Refactor RemoveSnapshots for easier extension by RussellSpitzer · Pull Request #1245 · apache/iceberg

RussellSpitzer · 2020-07-24T22:33:22Z

Previously all of the code for looking up which manifests need to be scanned
and the code for scanning them was deeply tied to the RemoveSnapshots object. This made
it difficult to write any new implementations which had similar functionality. In
this patch we extract out many of the subfunctions and more complicated pieces of code
into a new utility class to allow from access from other modules.

The code for actually scanning manifests was extracted into ManifestExpirationManager
to allow access to Manifest information without exposing Manifest internals.

Previously all of the code for looking up which manifests need to be scanned and the code for scanning them was deeply tied to the RemoveSnapshots object. This made it difficult to write any new implementations which had similar functionality. In this patch we extract out many of the subfunctions and more complicated pieces of code into a new utility class to allow from access from other modules. The code for actually scanning manifests was extracted into ManifestExpirationManager to allow access to Manifest information without exposing Manifest internals.

RussellSpitzer · 2020-07-24T22:34:18Z

@aokolnychyi just the Refactor

rdblue · 2020-07-27T16:45:04Z

core/src/main/java/org/apache/iceberg/ManifestExpirationManager.java

+  //No public constructor for utility class
+  private ManifestExpirationManager(){}
+
+  private static final Logger LOG = LoggerFactory.getLogger(ManifestExpirationManager.class);


Minor: I'd normally put the static final fields above the constructor and other instance methods.

rdblue · 2020-07-27T16:59:39Z

core/src/main/java/org/apache/iceberg/ManifestExpirationManager.java

+   */
+  public static Set<String> scanManifestsForAbandonedDeletedFiles(
+      Set<ManifestFile> manifests, Set<Long> validSnapshotIds, Map<Integer, PartitionSpec> specLookup,
+      FileIO io) {


Since we are introducing a class for this, I think it makes sense to simplify the methods. Before, we kept breaking out new methods to keep complexity down, which kept requiring passing all of the information as arguments. Now, we can share many of these arguments, like validSnapshotIds in the manager instance and not need to pass them around as args.

We can also initialize the manager using the base snapshot and current metadata, so that the class handles its own configuration for things like specLookup. We'd probably need to make changes to how this is configured to be able to parallelize it, but I think we could make configuration a bit cleaner.

What do you think?

As long as I can keep all the fields final and serializable I'm ok with that. I have too much Scala in my brain and I generally hate having any methods on a class if I can help it and prefer to just have data classes and then static methods which operate on them.

I think in this case all the inputs to this class are also serializable so it's probably safe ...
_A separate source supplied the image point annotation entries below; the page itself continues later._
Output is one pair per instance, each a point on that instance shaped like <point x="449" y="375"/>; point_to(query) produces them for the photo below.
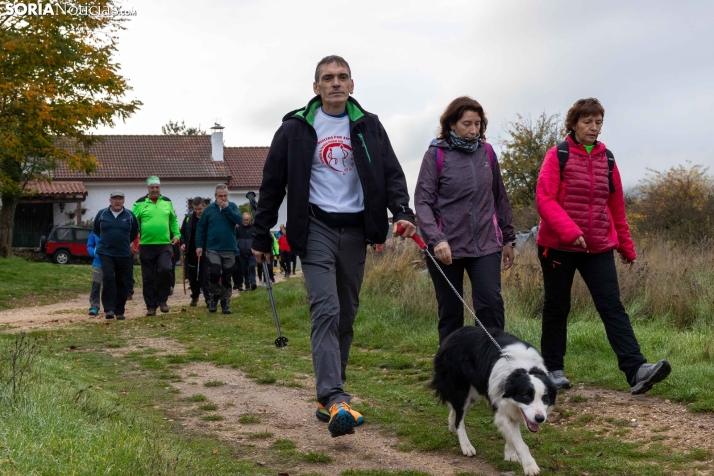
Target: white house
<point x="188" y="166"/>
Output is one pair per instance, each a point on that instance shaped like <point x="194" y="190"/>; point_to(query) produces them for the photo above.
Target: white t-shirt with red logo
<point x="334" y="183"/>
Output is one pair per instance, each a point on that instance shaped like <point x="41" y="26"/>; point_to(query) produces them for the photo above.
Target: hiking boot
<point x="323" y="415"/>
<point x="342" y="420"/>
<point x="558" y="379"/>
<point x="648" y="375"/>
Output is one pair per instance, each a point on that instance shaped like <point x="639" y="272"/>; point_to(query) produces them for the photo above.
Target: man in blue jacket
<point x="97" y="275"/>
<point x="117" y="228"/>
<point x="215" y="233"/>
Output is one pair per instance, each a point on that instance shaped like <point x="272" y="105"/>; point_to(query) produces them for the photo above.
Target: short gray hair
<point x="331" y="59"/>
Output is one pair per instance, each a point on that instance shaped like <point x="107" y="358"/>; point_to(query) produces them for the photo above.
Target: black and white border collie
<point x="514" y="380"/>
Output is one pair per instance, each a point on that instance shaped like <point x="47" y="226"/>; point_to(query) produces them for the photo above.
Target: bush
<point x="677" y="204"/>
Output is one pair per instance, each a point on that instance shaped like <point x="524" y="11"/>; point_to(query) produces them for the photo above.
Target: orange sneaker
<point x="342" y="419"/>
<point x="323" y="415"/>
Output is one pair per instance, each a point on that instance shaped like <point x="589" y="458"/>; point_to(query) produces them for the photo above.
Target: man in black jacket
<point x="244" y="235"/>
<point x="197" y="275"/>
<point x="341" y="176"/>
<point x="117" y="228"/>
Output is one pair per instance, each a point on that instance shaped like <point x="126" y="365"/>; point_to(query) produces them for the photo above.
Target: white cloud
<point x="248" y="63"/>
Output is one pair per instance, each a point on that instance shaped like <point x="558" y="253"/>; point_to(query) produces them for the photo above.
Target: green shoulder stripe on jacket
<point x="308" y="112"/>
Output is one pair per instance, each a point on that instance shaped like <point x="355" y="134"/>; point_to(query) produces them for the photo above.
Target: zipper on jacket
<point x="365" y="147"/>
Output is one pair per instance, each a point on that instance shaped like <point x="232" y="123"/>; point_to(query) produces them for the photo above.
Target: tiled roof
<point x="136" y="157"/>
<point x="245" y="165"/>
<point x="55" y="188"/>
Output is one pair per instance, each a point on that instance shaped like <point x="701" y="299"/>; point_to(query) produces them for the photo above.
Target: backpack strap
<point x="610" y="166"/>
<point x="495" y="186"/>
<point x="439" y="164"/>
<point x="489" y="151"/>
<point x="563" y="154"/>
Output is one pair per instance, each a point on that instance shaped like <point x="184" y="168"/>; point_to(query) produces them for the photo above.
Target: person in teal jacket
<point x="215" y="233"/>
<point x="97" y="274"/>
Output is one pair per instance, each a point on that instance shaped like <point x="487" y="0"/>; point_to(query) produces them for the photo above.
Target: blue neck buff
<point x="465" y="144"/>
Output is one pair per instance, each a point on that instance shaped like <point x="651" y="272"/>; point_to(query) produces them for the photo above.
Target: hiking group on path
<point x="336" y="164"/>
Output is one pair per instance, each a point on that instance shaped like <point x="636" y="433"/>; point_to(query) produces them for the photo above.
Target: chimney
<point x="217" y="142"/>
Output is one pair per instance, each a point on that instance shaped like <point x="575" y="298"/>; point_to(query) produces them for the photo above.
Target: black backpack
<point x="564" y="154"/>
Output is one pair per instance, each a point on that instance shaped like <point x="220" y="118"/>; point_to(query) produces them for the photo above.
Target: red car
<point x="65" y="243"/>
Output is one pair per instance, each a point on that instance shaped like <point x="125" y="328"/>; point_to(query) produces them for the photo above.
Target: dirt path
<point x="643" y="419"/>
<point x="288" y="414"/>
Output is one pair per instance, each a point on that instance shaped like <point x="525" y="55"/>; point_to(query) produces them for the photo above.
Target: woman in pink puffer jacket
<point x="582" y="209"/>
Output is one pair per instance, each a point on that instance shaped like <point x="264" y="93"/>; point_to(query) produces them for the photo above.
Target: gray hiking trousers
<point x="333" y="267"/>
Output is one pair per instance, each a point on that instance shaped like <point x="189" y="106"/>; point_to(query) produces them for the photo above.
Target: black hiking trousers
<point x="485" y="276"/>
<point x="600" y="275"/>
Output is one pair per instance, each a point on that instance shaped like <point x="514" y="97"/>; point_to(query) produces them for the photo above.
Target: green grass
<point x="25" y="283"/>
<point x="390" y="368"/>
<point x="59" y="423"/>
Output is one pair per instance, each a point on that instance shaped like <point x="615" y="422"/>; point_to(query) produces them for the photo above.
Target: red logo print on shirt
<point x="337" y="155"/>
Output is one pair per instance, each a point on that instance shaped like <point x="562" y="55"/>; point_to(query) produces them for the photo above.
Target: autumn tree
<point x="523" y="154"/>
<point x="174" y="128"/>
<point x="677" y="203"/>
<point x="58" y="81"/>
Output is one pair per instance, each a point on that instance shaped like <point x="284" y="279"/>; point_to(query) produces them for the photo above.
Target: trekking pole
<point x="281" y="341"/>
<point x="417" y="239"/>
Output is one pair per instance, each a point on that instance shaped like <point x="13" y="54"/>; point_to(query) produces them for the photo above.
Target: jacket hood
<point x="354" y="111"/>
<point x="442" y="144"/>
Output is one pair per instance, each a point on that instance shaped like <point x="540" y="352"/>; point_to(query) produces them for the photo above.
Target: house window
<point x="82" y="235"/>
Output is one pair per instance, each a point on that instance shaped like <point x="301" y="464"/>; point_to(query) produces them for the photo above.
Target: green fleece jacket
<point x="157" y="221"/>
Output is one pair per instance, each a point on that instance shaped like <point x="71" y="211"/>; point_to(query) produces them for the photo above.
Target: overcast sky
<point x="248" y="63"/>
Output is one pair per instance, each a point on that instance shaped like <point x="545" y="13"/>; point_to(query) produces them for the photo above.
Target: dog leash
<point x="423" y="247"/>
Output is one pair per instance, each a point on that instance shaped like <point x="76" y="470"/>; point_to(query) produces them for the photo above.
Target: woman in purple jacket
<point x="465" y="217"/>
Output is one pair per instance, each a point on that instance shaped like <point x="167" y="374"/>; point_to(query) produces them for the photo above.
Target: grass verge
<point x="25" y="283"/>
<point x="390" y="367"/>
This ends up being a bit more complicated than I anticipated if we want to make sure that "ManfiestExpirationChanges" and the Manager are both not only serializable but also splittable ... I think if I do a bit more refactoring I can make this happen but I believe this will make it harder/ more confusing in the future.

For example I'll need this class to not only generate the full list of manifests which need to be scanned but also have a method which only operates on some of the generated list.

Also we end up loosing a bit of control about how we serialize the component parts, we would have always broadcast everything if we wrap the entire module up.

I can go ahead and finish up the refactor but I would like to check with you before I devote more time to this.

My code at the moment is a bit like

//These are all serializable private final SnapshotExpirationChanges snapshotChanges; private final ManifestExpirationChanges manifestExpirationChanges; private final Map<Integer, PartitionSpec> specLookup; private final FileIO io; public ManifestExpirationManager(TableMetadata original, TableMetadata current, FileIO io){ this.io = io; this.specLookup = current.specsById(); this.snapshotChanges = ExpireSnapshotUtil.getExpiredSnapshots(current, original); this.manifestExpirationChanges = ExpireSnapshotUtil.determineManifestChangesFromSnapshotExpiration( snapshotChanges.getValidSnapshotIds(), snapshotChanges.getExpiredSnapshotIds(), current, original, io) ) //We can simplify the functions above and move them into this class // But then we need to be able to get manifestExpirationChanges because we want to parallelize information from them getManifestExpirationChanges() // And now our scan method has to take a list of manifests still or we have to pass some kind of partition/split info public Set<String> scanManifestsForAbandonedDeletedFiles(Set<ManifestFile> manifestsWithDeletes) { }

Let me know if this is kind of what you were thinking about

I pushed a commit with this as a work in progress. I tried to keep the class as stateless as possible but it will have some null handling behaviors to maintain old effects.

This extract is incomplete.